We quickly realized that we would have to try a number of combinations of model types, training set sizes/balance, epochs. Instead of explaining every iteration in this blog post (there were many!), we are including this table summarizing our efforts.

It occurred to us that perhaps we were receiving poor sentence-embedding similarity scores because our dataset of sentence pairs was so heavily skewed towards having dissimilar sentences. An unbalanced dataset in this way may be training the model to think that relatively similar sentences (they’re both about deep learning, after all!) are actually dissimilar. The dataset was unbalanced because we drew from the uniform distribution for each sentence, and therefore two sentences rarely came from the same of nine chapters. Therefore, we considered sampling from a different distribution in order to create a dataset whose labels were more evenly split between 0 and 1. In the table below, which details a number of changes we made and their respective results, you can see this new dataset referred to as ‘balanced’ and the old dataset referred to as ‘unbalanced.’

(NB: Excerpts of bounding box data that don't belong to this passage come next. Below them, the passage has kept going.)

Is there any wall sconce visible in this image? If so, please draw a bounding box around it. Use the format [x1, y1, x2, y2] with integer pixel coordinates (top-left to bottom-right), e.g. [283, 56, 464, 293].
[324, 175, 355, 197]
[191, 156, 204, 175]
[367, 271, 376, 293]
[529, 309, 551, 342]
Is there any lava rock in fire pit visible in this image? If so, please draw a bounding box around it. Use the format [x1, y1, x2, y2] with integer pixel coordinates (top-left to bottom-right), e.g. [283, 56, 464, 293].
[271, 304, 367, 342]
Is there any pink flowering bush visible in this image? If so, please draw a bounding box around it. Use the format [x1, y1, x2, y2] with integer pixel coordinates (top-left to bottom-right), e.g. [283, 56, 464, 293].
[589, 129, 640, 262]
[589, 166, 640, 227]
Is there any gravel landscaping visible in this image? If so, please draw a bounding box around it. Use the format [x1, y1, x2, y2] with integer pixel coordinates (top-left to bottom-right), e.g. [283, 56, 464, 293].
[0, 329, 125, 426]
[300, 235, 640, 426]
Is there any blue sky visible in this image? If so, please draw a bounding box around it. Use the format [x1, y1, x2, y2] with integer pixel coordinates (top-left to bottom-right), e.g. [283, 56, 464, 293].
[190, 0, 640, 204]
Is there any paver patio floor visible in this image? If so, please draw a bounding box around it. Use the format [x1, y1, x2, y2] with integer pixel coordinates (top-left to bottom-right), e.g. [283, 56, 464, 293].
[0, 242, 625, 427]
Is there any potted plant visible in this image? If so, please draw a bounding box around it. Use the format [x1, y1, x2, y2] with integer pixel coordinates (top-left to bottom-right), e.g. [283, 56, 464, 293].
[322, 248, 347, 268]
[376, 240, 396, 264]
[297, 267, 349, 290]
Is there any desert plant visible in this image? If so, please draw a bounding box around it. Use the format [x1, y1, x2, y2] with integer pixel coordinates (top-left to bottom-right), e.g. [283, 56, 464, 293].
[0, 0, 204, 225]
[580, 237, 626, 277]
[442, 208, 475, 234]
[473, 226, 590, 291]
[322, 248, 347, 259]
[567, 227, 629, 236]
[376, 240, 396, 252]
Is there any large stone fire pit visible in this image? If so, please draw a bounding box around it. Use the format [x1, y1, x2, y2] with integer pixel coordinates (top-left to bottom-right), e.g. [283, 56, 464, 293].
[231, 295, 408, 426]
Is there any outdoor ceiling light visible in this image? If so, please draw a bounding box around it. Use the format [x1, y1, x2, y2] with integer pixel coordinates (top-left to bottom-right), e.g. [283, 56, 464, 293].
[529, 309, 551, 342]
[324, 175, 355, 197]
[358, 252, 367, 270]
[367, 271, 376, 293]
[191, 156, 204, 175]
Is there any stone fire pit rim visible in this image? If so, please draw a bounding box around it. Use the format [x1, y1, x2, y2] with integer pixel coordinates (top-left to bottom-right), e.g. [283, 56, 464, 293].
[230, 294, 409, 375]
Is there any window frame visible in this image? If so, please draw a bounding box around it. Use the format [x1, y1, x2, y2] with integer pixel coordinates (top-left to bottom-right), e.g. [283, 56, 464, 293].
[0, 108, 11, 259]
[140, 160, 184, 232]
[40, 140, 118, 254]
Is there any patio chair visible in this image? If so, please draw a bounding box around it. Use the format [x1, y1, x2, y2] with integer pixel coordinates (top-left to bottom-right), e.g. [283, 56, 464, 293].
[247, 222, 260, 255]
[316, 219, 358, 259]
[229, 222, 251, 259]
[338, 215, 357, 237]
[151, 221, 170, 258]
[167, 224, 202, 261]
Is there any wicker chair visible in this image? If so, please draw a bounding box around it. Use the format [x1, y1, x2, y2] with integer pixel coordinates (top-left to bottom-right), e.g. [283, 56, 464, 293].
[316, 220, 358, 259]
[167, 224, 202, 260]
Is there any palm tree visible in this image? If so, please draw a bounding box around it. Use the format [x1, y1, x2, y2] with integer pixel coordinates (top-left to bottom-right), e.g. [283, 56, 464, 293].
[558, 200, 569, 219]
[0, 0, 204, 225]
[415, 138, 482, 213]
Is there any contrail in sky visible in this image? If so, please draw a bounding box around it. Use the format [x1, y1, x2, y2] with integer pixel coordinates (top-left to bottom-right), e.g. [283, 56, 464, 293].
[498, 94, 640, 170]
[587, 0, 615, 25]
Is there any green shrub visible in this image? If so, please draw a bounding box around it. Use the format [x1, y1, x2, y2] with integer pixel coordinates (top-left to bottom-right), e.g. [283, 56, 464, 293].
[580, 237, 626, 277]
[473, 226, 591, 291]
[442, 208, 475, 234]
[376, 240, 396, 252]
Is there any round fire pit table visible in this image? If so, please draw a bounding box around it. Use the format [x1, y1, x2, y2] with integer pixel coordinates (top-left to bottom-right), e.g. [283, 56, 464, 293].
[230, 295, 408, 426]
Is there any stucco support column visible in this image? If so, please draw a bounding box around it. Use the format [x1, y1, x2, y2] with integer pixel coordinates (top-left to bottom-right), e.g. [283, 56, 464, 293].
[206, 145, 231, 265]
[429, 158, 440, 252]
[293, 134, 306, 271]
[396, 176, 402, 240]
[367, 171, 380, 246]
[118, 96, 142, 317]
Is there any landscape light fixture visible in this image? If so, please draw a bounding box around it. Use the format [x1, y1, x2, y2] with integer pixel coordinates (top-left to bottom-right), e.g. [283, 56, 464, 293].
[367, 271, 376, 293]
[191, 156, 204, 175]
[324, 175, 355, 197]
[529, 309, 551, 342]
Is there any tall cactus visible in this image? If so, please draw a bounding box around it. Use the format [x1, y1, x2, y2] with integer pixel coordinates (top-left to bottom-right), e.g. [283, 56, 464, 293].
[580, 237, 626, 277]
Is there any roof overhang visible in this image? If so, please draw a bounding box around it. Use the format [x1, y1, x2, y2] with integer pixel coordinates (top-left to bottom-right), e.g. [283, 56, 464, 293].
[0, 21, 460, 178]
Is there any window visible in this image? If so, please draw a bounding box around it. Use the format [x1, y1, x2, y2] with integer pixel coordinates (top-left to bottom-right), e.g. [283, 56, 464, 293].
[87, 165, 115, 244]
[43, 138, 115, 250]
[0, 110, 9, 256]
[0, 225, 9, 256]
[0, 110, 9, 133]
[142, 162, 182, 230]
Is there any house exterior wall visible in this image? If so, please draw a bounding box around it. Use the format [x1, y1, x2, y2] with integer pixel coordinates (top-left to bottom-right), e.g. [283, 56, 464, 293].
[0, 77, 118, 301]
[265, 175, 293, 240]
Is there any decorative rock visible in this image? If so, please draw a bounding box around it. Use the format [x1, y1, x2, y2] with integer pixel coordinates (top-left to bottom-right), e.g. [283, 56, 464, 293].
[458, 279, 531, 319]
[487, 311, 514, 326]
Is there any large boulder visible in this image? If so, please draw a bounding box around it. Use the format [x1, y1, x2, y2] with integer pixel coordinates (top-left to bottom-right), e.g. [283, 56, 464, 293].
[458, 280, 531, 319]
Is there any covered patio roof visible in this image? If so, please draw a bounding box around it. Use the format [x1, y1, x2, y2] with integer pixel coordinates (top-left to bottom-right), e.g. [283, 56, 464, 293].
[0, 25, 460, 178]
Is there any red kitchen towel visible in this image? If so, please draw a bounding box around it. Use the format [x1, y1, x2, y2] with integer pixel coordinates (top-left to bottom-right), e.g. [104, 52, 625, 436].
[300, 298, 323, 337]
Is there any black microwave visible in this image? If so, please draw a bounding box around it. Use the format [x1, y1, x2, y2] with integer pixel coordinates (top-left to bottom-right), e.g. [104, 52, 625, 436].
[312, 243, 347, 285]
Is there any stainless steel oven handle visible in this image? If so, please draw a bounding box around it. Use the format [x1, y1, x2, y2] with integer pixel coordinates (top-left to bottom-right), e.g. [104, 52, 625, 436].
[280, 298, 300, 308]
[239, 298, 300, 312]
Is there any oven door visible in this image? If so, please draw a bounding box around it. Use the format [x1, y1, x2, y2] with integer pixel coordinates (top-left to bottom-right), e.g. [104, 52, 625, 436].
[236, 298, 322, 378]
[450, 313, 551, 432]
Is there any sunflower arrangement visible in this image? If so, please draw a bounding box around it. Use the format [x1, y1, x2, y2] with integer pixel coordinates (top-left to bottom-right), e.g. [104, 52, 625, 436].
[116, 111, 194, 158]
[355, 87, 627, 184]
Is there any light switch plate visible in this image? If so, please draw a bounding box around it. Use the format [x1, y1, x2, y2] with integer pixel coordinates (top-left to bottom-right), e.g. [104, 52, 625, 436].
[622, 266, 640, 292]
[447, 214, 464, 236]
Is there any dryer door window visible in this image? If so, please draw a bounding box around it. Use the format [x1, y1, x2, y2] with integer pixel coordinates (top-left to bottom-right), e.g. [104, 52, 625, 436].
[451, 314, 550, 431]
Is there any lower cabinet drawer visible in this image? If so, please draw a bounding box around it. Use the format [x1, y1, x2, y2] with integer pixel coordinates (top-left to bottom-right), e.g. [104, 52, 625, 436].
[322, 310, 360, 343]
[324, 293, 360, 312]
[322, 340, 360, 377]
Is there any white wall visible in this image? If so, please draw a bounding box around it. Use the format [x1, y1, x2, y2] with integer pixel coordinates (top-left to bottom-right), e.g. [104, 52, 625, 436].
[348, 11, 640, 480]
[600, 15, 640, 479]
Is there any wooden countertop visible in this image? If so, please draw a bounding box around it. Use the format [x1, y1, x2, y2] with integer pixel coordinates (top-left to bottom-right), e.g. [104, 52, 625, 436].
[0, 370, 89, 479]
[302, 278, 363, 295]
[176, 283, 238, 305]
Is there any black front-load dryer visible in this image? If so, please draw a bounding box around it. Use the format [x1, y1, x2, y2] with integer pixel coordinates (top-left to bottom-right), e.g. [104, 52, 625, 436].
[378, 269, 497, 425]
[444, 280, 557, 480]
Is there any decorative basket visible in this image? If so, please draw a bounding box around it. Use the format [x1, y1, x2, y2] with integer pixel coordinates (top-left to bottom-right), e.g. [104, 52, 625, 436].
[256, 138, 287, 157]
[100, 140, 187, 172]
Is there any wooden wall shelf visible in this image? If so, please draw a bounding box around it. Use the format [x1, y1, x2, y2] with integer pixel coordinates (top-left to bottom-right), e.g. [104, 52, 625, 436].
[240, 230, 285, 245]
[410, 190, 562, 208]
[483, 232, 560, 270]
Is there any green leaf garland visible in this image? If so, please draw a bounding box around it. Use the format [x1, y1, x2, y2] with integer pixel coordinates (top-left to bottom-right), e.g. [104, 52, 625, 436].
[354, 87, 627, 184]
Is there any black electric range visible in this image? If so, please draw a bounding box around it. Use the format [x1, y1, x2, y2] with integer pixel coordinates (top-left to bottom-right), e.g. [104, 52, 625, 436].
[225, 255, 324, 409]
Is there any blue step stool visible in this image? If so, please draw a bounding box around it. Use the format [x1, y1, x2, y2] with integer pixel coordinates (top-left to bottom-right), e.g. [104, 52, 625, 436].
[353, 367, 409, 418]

After meeting with a TA, we considered that perhaps our testing set matrix was fundamentally wrong in the sense that we were assigning the same similarity scores to sentences with themselves as we were to sentences in the same cluster. To fix this, we recreated our test-matrix to hold 1s along the diagonal (representing sentence similarity scores with themselves), 0.8s for sentences in the same cluster (an arbitrary decimal to signify ‘similar but not the same) and 0s otherwise. Again, we acknowledge that this method is imperfect, but perhaps it would be slightly less-imperfect than just the binary representation. When re-running our models to find a similarity score with this new test-matrix, we found that the results were still quite poor.

Future Efforts:

We believe there are a few main changes and updates we could make to the model, provided we had more time. The first would be to train on a more expanded corpus, whether that be including more d2l.ai textbook chapters or choosing a new, or even additional, text. In building a more robust input dataframe, we could also consider being more discerning about determining which sentences are actually similar. In this iteration of our project, we decided that sentences in the same chapter are similar. However, it is easy to see that this method is flawed and that building a more accurate model would involve constructing a more discerning method to determine similarity.

It might also be prudent to construct a more thorough test set; one that includes clustering of a wider range of sentences pertaining to deep learning. Similar to the suggestion above, we could also construct our test matrix more thoughtfully, as we attempted to do, with even-more precise similarity scores but such an effort would be difficult to do objectively.

Conclusion:

At the beginning of this project, we were really excited by the prospect of perfecting the clustering algorithm and wanted to make the user experience for future students even more robust than ours. While we didn’t quite meet this personal goal, we are really happy with the work we conducted over the past three weeks. Having the opportunity to work alongside course instructors on an interface that has come to shape our graduate school experience was extremely rewarding. It is not often that as students, we have the opportunity to take a peek behind the curtain and see how things operate “behind the scenes.” The ability to do so was an invaluable experience and one that we certainly will not forget. Thanks for joining us on this ride!